1.  It is already possible to turn many objects into key strings -- perhaps 
by marshaling, pickling, or making a custom repr such as 
repr(sorted(mydict.items())).  Have you ever had occasion to use this?  IOW, 
have you ever really needed to use a dictionary as a key to another 
dictionary?   Has there been any clamor for a frozendict(), not as a toy 
recipe but as a real user need that cannot be met by other Python 
techniques?  If the answer is no, it should be a hint that a generalized 
freezing protocol will rot in the basement.

2. Before introducing a generalized freezing protocol, wouldn't it make 
sense to write a third-party extension for just frozendicts, just to see if 
anyone can possibly make productive use of it?  One clue would be to search 
for code that exercises the existing code in dict.__eq__().  If you rarely 
have occasion to compare dicts, then it is certainly even more rare to want 
to be able to hash them.  If not, then is this project being pursued because 
it is interesting or because there's a burning need that hasn't surfaced 
before?

3. Does working out the idea entail recursive freezing of a dictionary? 
Does that impose limits on generality (you can freeze some dicts but not 
others)?  Does working out the idea lead you to mutable strings?  If so, 
don't count on Guido's support..

4. Leaving reality behind (meaning actual problems that aren't readily 
solvable with the existing language), try to contrive some hypothetical use 
cases?  Any there any that are not readily met by the simple recipe in the 
earlier email: 
http://mail.python.org/pipermail/python-dev/2005-October/057586.html ?

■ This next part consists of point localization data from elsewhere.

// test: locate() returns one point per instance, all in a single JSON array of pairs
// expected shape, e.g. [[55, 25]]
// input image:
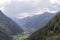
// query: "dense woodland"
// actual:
[[50, 31], [8, 28]]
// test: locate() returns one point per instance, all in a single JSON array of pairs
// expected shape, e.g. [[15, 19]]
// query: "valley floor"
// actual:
[[20, 37]]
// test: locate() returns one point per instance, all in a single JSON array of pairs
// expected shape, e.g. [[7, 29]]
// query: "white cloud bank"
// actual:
[[24, 8]]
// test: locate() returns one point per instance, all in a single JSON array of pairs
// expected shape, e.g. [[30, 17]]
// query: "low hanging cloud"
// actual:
[[24, 8]]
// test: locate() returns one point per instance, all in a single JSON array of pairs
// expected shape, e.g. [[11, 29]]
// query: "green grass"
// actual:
[[20, 37]]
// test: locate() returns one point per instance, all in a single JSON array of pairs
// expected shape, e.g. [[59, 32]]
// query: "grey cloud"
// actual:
[[17, 7]]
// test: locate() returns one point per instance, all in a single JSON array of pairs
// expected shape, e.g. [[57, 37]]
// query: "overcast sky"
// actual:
[[25, 8]]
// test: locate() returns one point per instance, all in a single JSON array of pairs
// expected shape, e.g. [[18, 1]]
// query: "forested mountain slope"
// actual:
[[50, 31], [8, 27]]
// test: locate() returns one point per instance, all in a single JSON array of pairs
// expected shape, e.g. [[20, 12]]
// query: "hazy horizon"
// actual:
[[25, 8]]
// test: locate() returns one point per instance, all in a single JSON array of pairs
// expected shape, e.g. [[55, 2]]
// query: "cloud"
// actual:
[[55, 1], [24, 8]]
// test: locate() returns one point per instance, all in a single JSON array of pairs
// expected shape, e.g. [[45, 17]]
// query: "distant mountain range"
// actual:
[[50, 31], [8, 27], [31, 24]]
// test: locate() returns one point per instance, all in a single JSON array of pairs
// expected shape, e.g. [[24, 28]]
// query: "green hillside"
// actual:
[[50, 31], [8, 28]]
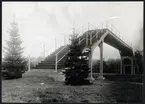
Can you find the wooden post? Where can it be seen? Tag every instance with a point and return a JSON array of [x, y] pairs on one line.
[[56, 63], [29, 66]]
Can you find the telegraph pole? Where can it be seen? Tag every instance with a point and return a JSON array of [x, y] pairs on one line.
[[44, 50], [29, 67]]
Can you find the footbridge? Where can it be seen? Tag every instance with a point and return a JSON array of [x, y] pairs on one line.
[[96, 37], [89, 40]]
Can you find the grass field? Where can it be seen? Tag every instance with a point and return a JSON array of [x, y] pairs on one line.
[[45, 86]]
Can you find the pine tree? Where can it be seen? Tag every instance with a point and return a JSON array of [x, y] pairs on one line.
[[13, 61], [76, 65]]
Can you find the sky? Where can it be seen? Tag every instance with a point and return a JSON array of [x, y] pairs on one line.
[[41, 23]]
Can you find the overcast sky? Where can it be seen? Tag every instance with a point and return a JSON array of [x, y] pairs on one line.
[[40, 22]]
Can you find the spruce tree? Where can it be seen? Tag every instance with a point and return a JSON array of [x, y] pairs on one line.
[[76, 65], [13, 61]]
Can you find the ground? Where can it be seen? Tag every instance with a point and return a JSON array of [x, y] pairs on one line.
[[41, 86]]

5. How extensively does the rest of Python have to change to support the new 
built-in.  If the patch ends-up touching many objects and introducing new 
rules, then the payoff needs to be pretty darned good.  I presume that for 
frozen(x) to work a lot of types have to be modified.  Python seems to fare 
quite well without frozendicts and frozenlists, so do we need to introduce 
them just to make the new frozen() built-in work with more than just sets?